Artisan du ô combien vénéré Monkey Island et du système SCUMM, cela faisait un moment que ce bonhomme jovial à l'humour grinçant n'avais pas fait parler de lui. Certes, il y a bien son blog BD, Grumpy Gamer, ainsi qu'une tentative de retour raté avec le décevant DeathSpank, jeu d'action parodique assez peu convaincant au final. Mais avec "The Cave", Ron Gilbert est de retour avec ce qu'il sait faire de mieux, un jeu d'aventure loufoque à l'écriture irrésistible.
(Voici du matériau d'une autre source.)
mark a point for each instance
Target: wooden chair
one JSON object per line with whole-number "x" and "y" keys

The Cave, c'est une grotte dotée de la parole. Elle offre à ceux qui la visitent la possibilité de réaliser leur plus beau rêve, leurs ambitions les plus démesurées, quitte à en payer le prix. Véritable protagoniste du jeu, cette grotte s'avérera particulièrement bavarde et caustique, les personnages jouables étant pour leur part presque muets. Ils seront 3 ,parmi 7, à tenter leur chance dans ce dédale improbable. Ils devront progresser à travers des zones en réalisant des objectifs ponctuels, généralement pour aider une gallerie de PNJ pittoresques, également perdus dans ce labyrinthe. Chacun personnage a une aptitude particulière (le chevalier peut devenir invincible, la voyageuse dans le temps traverse les murs, etc...) et une partie de la grotte leur sera spécifiquement dédiée. Corollaire direct de cet état de fait, il faut donc terminer le jeu trois fois pour en voir la totalité, ce qui lui assure une durée de vie respectable d'environ 10 heures.
Dans la forme, The Cave est un jeu d'aventure grimé en jeu de plate-forme. Lors d'une interview par Erwan Cario diffusée dans l'excellent podcast "Silence on joue", Ron Gilbert a précisé que ce choix avait pour but de divertir le joueur quand il était bloqué : plutôt que de circuler entre des écrans fixes comme dans un point and click classique, il peut courir et sauter de plate-forme en plate-forme pour éviter la lassitude. Et cela fonctionne : les laborieux allez-retours des jeux d'aventures se transforment ici en promenade sympathique. Mais ne vous y trompez pas : ce ne sera pas de skill dont vous aurez besoin pour vous sortir d'affaire dans The Cave, mais de matière grise bien entrainée pour venir à bout d'énigmes toutes plus tordues les unes que les autres. Et c'est une réussite : le jeu, loin d'être facile, provoque chez celui qui s'y adonne le délicieux frisson du "aha !" lorsque son cerveau, trituré dans tous les sens depuis quelques heures, trouve enfin une utilisation logique à ce fémur qu'il a trouvé dans un recoin sombre à coté d'un clown mort et dont il ne savait que faire. Devant la facilité et à l'accessibilité des jeux actuels, c'est une exercice mental que l'on croyait oublié, et dans lequel on replonge avec délice.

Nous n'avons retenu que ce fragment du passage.